Er...um, nope. His Holiness did not just approve of prostitution.
But here's the thing: one could just as easily twist his remarks into approval of prostitution as approval of condom use during prostitution.
For a sane, rational look at what the Pope really said, go here for starters--though there are lots of others; I just don't have time this busy Sunday to gather them all.

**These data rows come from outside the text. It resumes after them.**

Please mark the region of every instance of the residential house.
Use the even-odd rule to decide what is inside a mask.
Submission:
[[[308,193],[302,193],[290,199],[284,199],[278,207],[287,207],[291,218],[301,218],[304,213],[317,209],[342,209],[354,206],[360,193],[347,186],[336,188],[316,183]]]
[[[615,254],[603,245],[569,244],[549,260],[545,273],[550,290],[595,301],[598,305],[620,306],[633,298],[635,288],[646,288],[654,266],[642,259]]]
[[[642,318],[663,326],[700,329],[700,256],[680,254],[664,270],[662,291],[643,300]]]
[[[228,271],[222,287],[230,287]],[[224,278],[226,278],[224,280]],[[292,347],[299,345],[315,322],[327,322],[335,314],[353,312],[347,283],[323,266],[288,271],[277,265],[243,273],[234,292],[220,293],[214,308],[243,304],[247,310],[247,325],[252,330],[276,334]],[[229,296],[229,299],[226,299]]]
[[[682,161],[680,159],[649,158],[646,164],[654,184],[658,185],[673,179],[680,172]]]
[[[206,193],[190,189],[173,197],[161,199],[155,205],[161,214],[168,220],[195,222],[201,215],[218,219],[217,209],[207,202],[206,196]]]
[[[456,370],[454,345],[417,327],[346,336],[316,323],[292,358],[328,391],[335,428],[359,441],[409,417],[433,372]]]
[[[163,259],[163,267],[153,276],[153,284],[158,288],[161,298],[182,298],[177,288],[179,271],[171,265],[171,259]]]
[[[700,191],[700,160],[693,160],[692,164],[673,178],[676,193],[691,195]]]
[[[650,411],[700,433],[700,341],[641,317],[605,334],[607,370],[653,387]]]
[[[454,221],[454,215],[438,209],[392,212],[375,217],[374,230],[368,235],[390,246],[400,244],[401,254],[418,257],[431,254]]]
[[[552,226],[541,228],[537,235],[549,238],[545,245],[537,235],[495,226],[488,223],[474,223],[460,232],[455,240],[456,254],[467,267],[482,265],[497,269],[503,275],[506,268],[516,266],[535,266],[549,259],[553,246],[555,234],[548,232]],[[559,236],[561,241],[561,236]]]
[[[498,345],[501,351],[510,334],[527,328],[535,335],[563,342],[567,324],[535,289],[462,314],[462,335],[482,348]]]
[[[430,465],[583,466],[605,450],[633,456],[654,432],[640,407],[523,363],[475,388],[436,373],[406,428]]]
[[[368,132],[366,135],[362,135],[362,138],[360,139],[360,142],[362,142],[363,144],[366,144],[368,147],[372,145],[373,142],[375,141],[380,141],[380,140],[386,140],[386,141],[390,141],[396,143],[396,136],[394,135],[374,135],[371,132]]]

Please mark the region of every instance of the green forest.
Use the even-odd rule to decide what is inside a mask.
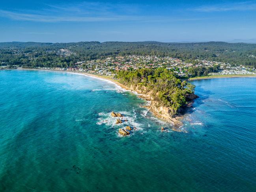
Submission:
[[[71,52],[58,54],[60,49]],[[192,62],[196,59],[256,67],[256,44],[221,42],[169,43],[98,41],[70,43],[0,43],[0,63],[21,67],[72,66],[77,61],[130,55],[170,56]]]
[[[151,93],[153,100],[160,105],[171,109],[173,116],[187,103],[195,88],[194,85],[181,80],[176,75],[171,71],[161,67],[121,71],[116,77],[125,85],[137,86],[141,90]]]

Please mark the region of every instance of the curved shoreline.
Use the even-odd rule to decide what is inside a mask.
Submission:
[[[150,97],[148,95],[141,93],[139,90],[136,90],[136,89],[133,89],[133,88],[129,88],[124,85],[120,83],[117,80],[113,79],[110,77],[107,76],[105,76],[103,75],[98,75],[91,74],[85,72],[80,72],[78,71],[63,71],[58,70],[51,70],[51,69],[17,69],[17,70],[28,70],[28,71],[56,71],[58,72],[64,72],[71,73],[75,75],[85,75],[86,76],[89,76],[91,77],[97,78],[101,80],[105,80],[110,82],[112,84],[114,84],[116,86],[118,86],[120,89],[123,89],[128,91],[131,92],[133,94],[136,95],[138,97],[142,99],[149,103],[149,105],[146,105],[143,106],[149,110],[156,117],[158,117],[161,119],[161,120],[164,121],[167,121],[173,125],[172,130],[176,131],[181,132],[179,129],[181,126],[183,125],[183,123],[180,121],[182,119],[183,116],[179,116],[174,117],[171,117],[168,115],[166,116],[166,114],[161,114],[157,112],[156,109],[155,109],[155,106],[152,104],[152,101],[150,99]]]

But here's an analogy that makes sense to me: suppose that a drug dealer started worrying about all the people who were going to get AIDS by sharing needles in order to use the heroin he was selling, and then suppose that he decided to reduce that risk by handing out free clean needles to his customers. Could that be the beginnings of morality in a person who deals in grave sin, misery and death, and who is steeped in grave sins that place a huge barrier between himself and any kind of good relationship with the Lord Jesus which might possibly lead him to repent of his sins and seek eternal salvation? Sure, and the pope might even say so. But if the pope said so, would that mean that the pope was suddenly in favor of supplying drug dealers with clean needles in the fight against AIDS? Um, definitely not.
A homosexual prostitute is in the same position; his very acts and way of life are like a spiritual prophylactic placing an insurmountable barrier between him and a salvific relationship with Jesus. If, for one second, he starts to care about the physical life and health of the person who is also gravely sinning (perhaps even more so by taking advantage of the prostitute's desperation and vulnerability) by paying him to perform acts of sodomy and other sexual perversions upon him, this might be a door through which a return to morality and virtue might seep in.
But it's not the same thing as saying "Go ahead and hand out free condoms to fight AIDS!" If the individual makes this choice under some circumstances, he may be just barely beginning to recognize the filth and degradation of his way of life--and that recognition, along with pity or concern for the Other, are the first steps to recovery. But if government programs hand him the damned things with the attitude that as long as you're a worthless piece of expletive deleted whose inner life is dead and whose outer life is only worthwhile as a receptacle for the paid perversion of others, you might as well give some good customer service by wearing latex--then any beneficial aspect is gone, and the potential path to virtue that begins with individual choice erased altogether.
The Holy Father would no more approve of prostitution than he would condoms. But His Holiness is following in Someone else's footsteps, by caring about the potential morality and eventual salvation of prostitutes.